# Feynman Lectures Vol1: 18-2 Rotation of a rigid body - conservation of angular momentum

http://www.feynmanlectures.caltech.edu/I_18.html

I am not able to understand how angular momentum is conserved. Without an external torque, the angular velocity will be constant. So, if I spin some object on some frictionless surface, it will keep spinning forever? But then, in section 18-2 Rotation of a rigid body, Feynman goes on to calculate the work done by the rotating object.

$$\Delta W=F_x\Delta x+F_y\Delta y$$(18.10)

When the object rotates, there is a change in the direction of velocity. So, without a constant external force, how can the body maintain its angular momentum?
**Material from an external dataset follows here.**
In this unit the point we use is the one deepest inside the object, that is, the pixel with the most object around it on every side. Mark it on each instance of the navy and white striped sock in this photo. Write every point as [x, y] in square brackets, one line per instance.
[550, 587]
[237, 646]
If without external torque an object will maintain its angular velocity, then how can we calculate "work done" by moving a certain degrees? Ie, if at 45 degrees it has a certain kinetic energy, it must be having the same energy after turning 50 degrees if we say angular momentum has not changed. How is it that here change in direction of velocity not considered as acceleration? What am I missing here?

## 2 Answers

If you consider a small part of a rotating body, then you are correct, it is accelerating as it rotates, because it is travelling around a circle.

The forces which cause the acceleration are the internal stresses in the body.

However if you consider the whole rotating body, you can ignore the work done by the internal stresses. If you imagine that you cut the body at any point, the internal forces on either side of the cut are equal and opposite, and therefore they do opposite amounts of work since the motion of both sides of the cut is the same. The total amount of work done by the internal forces is therefore $0$.

I don't remember if Feynman discusses that anywhere, but usually it is covered in a classical mechanics when you consider a finite sized rigid body to be a collection of point particles, apply Newton's laws to each particle, and then sum (or integrate) over the whole body.

Also, don't forget if a point particle is moving uniformly in a circle, even an external force which is accelerating it towards the center of the circle does no work, because the direction of the displacement is always perpendicular to the direction of the force.

Mathematically, as $\frac{dP}{dt} = F_{net}$ and we assume $F_{net}$ to be 0, P must be const.

Velocity must be constant - which is Newton's first law {P is momentum, F is force}

Similarly, as $\frac{dL}{dt} = T_{net}$ ; if $T_{net} = 0$; L must be constant. {L is angular momentum; T is torque}

Conservation of angular momentum is more general as conservation of momentum is a case of conservation of angular momentum where the radius is Infinity.